Dengan darah mendidih Warok Kate
melemparkan senjatanya yang sumpung ke arah si gadis. Lemparan ini bukan
lemparan biasa saja karena disertai hantaman tenaga dalam. Ujung yang puntung
dari golok melesat deras ke arah batang leher Wulansari. Sekali saja gadis ini
menggerakkan pedang merahnya maka golok yang dilemparkan kepadanya patah dua
dan luar
biasanya, patahan golok ini kini
berbalik menyerang Warok Kate! Kepala rampok itu jadi terkesiap. Tapi menyadari
bahaya yang mengancamnya, cepat-cepat dia melompat ke samping dan dia selamat
dari serangan patahan goloknya sendiri!
***
SEPULUH
MELIHAT lawannya kini tidak
bersenjata lagi, Wulansari segera hendak menyarungkan pedangnya kembali, tapi
niatnya ini dibatalkan ketika dengan tiba-tiba Warok Kate dilihatnya
menggerakkan tangan kanannya dan tahu-tahu di tangan itu kini tergenggam
sebilah keris berwarna hijau gelap. Dari warna keris di tangan lawan ini
Wulansari maklum bahwa senjata itu mengandung racun jahat mematikan! Oleh Warok
Kate sendiri keris hijau itu sangat diandalkan sekali karena merupakan warisan
gurunya yang masa itu masih hidup dan diam di gunung Karang. Sebelumnya tidak
pernah satu lawan pun sanggup menghadapi keampuhan keris tersebut. Kalau tidak
mati pasti menderita luka di dalam yang hebat dan sukar dicari obatnya. Kini
dengan memegang keris hijau tersebut di tangan kanan, nyali kepala rampok ini
menjadi besar dan dia yakin akan dapat merobohkan Wulansari dalam beberapa
jurus saja meskipun gadis ini memiliki pedang mustika sakti!

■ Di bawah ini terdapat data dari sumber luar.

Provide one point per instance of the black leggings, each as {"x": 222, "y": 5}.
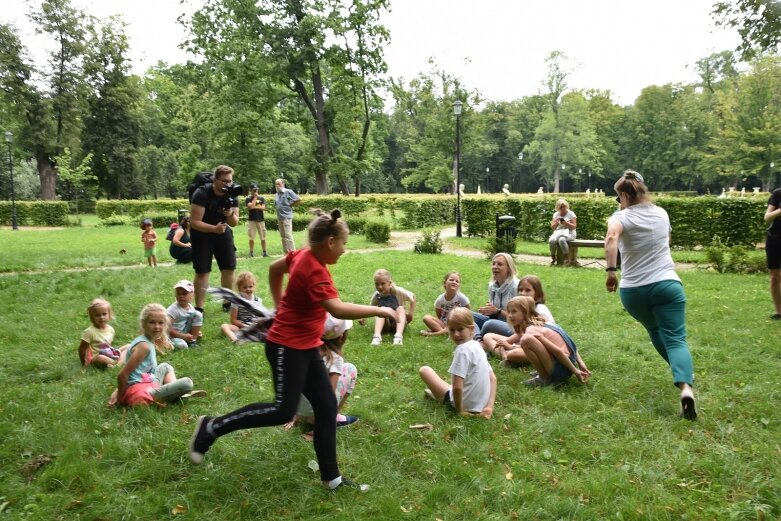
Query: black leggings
{"x": 294, "y": 371}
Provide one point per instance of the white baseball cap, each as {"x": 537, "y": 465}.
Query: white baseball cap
{"x": 335, "y": 327}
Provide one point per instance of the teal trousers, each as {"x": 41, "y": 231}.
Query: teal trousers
{"x": 661, "y": 308}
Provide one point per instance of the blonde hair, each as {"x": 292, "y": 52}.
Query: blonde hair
{"x": 245, "y": 276}
{"x": 222, "y": 170}
{"x": 162, "y": 344}
{"x": 460, "y": 317}
{"x": 384, "y": 274}
{"x": 632, "y": 184}
{"x": 536, "y": 284}
{"x": 448, "y": 274}
{"x": 510, "y": 265}
{"x": 528, "y": 308}
{"x": 99, "y": 302}
{"x": 325, "y": 226}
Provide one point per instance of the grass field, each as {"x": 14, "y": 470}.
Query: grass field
{"x": 613, "y": 448}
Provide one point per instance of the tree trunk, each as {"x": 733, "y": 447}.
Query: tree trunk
{"x": 46, "y": 174}
{"x": 323, "y": 138}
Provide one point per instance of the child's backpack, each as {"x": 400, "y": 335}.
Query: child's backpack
{"x": 171, "y": 232}
{"x": 200, "y": 179}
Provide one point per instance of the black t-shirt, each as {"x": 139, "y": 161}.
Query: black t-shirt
{"x": 255, "y": 215}
{"x": 204, "y": 196}
{"x": 775, "y": 200}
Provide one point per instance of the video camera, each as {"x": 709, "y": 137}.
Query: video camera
{"x": 230, "y": 196}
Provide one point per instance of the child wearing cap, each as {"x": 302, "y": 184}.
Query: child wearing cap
{"x": 256, "y": 223}
{"x": 343, "y": 374}
{"x": 186, "y": 321}
{"x": 149, "y": 238}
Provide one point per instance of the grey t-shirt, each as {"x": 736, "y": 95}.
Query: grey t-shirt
{"x": 644, "y": 245}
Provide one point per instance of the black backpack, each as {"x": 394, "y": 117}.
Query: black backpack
{"x": 171, "y": 233}
{"x": 200, "y": 179}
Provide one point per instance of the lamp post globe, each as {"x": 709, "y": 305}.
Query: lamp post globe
{"x": 457, "y": 111}
{"x": 9, "y": 136}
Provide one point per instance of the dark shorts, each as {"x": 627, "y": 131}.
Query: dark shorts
{"x": 773, "y": 252}
{"x": 206, "y": 245}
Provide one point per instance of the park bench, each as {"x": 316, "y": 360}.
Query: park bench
{"x": 572, "y": 258}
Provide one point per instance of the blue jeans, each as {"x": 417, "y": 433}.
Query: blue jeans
{"x": 661, "y": 308}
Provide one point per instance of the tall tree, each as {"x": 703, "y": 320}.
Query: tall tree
{"x": 111, "y": 130}
{"x": 55, "y": 114}
{"x": 301, "y": 47}
{"x": 758, "y": 22}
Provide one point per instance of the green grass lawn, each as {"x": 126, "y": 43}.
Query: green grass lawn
{"x": 90, "y": 246}
{"x": 613, "y": 448}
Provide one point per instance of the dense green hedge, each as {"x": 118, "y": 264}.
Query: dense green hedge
{"x": 35, "y": 213}
{"x": 417, "y": 211}
{"x": 695, "y": 220}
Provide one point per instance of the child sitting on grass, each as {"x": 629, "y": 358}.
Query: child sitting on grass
{"x": 499, "y": 343}
{"x": 142, "y": 381}
{"x": 452, "y": 298}
{"x": 185, "y": 320}
{"x": 343, "y": 375}
{"x": 240, "y": 316}
{"x": 546, "y": 346}
{"x": 95, "y": 349}
{"x": 388, "y": 295}
{"x": 473, "y": 384}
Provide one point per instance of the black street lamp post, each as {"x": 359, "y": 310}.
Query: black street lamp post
{"x": 457, "y": 111}
{"x": 8, "y": 137}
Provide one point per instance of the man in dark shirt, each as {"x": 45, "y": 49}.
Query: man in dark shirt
{"x": 256, "y": 222}
{"x": 211, "y": 233}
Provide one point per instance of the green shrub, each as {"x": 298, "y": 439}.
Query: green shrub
{"x": 377, "y": 231}
{"x": 733, "y": 259}
{"x": 35, "y": 213}
{"x": 428, "y": 242}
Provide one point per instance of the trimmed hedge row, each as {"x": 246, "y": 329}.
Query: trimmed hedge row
{"x": 419, "y": 211}
{"x": 695, "y": 221}
{"x": 35, "y": 213}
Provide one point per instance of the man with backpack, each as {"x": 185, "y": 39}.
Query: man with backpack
{"x": 212, "y": 213}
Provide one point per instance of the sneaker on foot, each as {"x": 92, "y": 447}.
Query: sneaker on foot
{"x": 201, "y": 440}
{"x": 537, "y": 381}
{"x": 194, "y": 394}
{"x": 688, "y": 408}
{"x": 348, "y": 420}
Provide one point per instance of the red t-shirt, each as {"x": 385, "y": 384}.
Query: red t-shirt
{"x": 300, "y": 317}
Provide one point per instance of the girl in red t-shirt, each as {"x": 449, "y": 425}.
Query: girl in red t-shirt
{"x": 292, "y": 347}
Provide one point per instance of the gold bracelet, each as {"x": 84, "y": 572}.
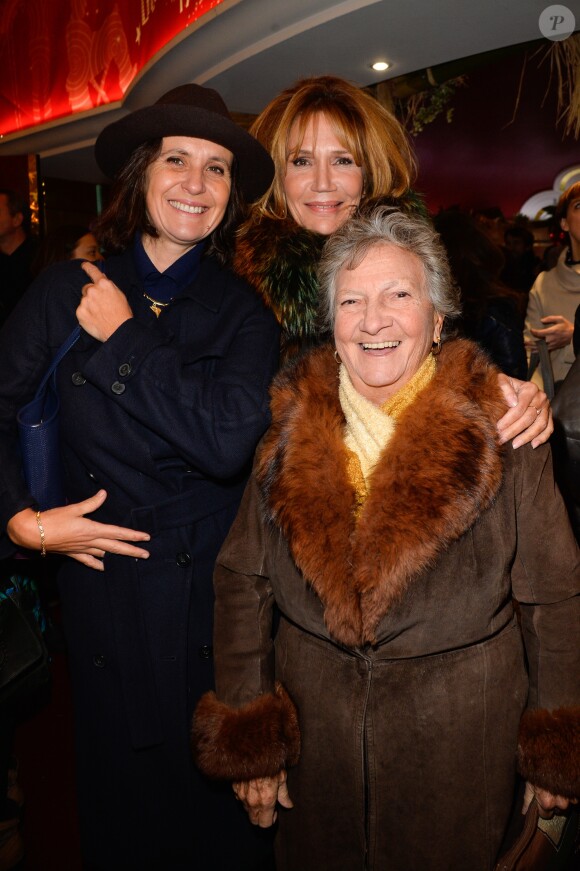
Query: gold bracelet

Dengan penuh keyakinan akan
menang, Warok Kate menyerbu ke muka. Kerisnya menyambar mengeluarkan cahaya
hijau dan angin dingin. Wulansari tidak tinggal diam. Segera pedang merah di
tangannya diputar bergulung-gulung untuk memapaki senjata dan serangan lawan.
Untuk beberapa jurus lamanya keris ditangan Warok Kate masih dapat melayani
pedang pusaka di tangan si gadis. Namun kemudian kelihatanlah bagaimana
gulungan sinar merah mengurung sinar hijau. Dan dalam beberapa kali bentrokan
senjata yang menimbulkan bunga api keris hijau itu menjadi gompal-gompal sedang
Warok Kate merasakan tangannya tergetar keras dan panas! Maklumlah dia kini
bahwa keris hijaunya sama sekali tidak sanggup menandingi pedang lawan.
Karenanya dia tidak berani lagi untuk bentrokan senjata.
Namun dalam keadaan terdesak
hebat, dari pada kehilangan nyawa, terpaksa dia mempergunakan keris pusaka
gurunya itu untuk dipakai menangkis pedang lawan. Sedikit demi sedikit keris
hijau itu menjadi pendek dan dalam satu bentrokan hebat, menjadi patah dua!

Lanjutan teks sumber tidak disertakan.